In this 2005 interview with Phil Elliott, Phil shows an old photo that brought back the spirit of 1982. There was a nucleus of folk who had connected in different ways, but mostly through Paul Gravett as old high school chums (I don't think there was any residue from his time at Cambridge). Paul found me in late 1981 showing my wares in an Amateur Press association, which really wasn't the place for them but I was frustrated and without a way forward, and he found Glenn Dakin doing a regular twice-monthly page in his college paper in Manchester, and he drew our attention to many other things happening, like the VIz guys turning out their scurrilous comic paper from a bedroom in Newcastle and taking it to sell at the local pub. It would later sell millions and be Britain's third biggest selling magazine after the two TV guides (the rest of the top ten were all womens' magazines, needless to say.) And stuff happening in other countries, Lat in Malaysia, Chester Brown in Canada etc. etc.

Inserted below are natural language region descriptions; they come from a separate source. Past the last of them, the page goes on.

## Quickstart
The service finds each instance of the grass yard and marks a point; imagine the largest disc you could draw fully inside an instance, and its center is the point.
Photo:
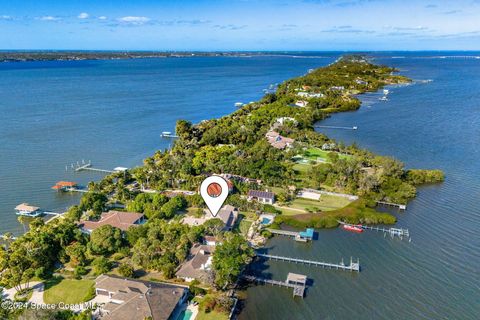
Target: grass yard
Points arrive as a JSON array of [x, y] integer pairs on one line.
[[68, 290], [325, 203], [243, 223], [314, 153], [212, 315]]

Paul's contribution, prior to actually publishing the groundbreaking Escape magazine (and eight or nine Escape albums) I mean, was knowing what was going on and where.

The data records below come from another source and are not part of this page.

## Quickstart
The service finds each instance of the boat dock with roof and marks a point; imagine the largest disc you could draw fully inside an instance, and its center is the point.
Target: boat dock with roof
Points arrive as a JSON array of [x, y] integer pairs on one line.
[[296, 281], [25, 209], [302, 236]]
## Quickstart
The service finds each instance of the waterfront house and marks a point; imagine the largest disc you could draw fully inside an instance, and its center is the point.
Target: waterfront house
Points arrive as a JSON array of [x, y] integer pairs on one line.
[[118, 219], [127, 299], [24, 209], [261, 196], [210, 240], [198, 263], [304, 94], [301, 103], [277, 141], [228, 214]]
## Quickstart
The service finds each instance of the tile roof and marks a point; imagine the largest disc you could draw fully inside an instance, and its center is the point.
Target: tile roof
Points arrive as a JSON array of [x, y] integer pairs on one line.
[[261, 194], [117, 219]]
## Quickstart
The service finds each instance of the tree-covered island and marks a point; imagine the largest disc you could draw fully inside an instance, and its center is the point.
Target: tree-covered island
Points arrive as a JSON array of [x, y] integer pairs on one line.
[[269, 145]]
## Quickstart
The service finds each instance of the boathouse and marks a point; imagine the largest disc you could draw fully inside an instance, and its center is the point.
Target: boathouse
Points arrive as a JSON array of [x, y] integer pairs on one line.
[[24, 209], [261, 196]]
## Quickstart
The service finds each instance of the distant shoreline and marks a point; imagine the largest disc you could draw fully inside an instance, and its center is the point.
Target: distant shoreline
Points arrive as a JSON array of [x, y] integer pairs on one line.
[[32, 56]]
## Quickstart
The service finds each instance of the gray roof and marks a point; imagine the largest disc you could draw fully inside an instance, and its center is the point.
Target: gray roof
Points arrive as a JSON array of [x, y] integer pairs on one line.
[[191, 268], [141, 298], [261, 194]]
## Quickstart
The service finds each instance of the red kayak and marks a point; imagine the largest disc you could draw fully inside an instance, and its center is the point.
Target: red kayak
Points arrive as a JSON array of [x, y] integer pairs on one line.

The photo shows Phil Elliott and Ed Hillyer as bookends, both of whom I have worked with over extended periods and in the middle is Jerry Thackray, alias Everett True, who was very much a part of the early scene, though I was never sure what he was going to amount to. He is "best known by many music fans as the man who introduced Courtney Love to Kurt Cobain in 1991." he turned up in my neck of the woods recently:
LEGENDARY British music critic Everett True has rankled the local music industry with a scathing attack on Australian street press, accusing local writers of going too soft on Aussie bands.Hey, True, if you're still in the vicinity, drop me a line.

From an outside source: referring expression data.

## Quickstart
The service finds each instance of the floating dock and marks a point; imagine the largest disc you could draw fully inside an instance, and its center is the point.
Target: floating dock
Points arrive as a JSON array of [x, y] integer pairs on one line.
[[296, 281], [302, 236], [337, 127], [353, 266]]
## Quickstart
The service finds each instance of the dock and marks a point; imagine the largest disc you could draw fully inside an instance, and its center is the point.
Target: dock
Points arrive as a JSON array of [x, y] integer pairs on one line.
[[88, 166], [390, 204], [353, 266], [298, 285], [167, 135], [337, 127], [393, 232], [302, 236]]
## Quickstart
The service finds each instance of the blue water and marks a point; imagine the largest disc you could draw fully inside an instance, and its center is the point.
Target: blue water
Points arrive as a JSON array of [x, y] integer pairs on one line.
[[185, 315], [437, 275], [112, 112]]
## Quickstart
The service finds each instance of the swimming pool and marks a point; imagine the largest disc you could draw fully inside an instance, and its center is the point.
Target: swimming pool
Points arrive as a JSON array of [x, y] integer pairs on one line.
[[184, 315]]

"Australians don't have much respect for the music press - it runs counter to their culture. Australian rock is all about 'Good on ya, mate - well done for getting up on stage and switching that amplifier on'," True writes in his blog.
"The idea of anyone actually daring to criticise musicians for the sound they make is almost heresy. Everyone is treated equally, which means no knocking anyone back, however great the temptation (that'll be why Australian rock is best known to the outside world for such musical abominations as Silverchair, The Vines and Savage Garden)."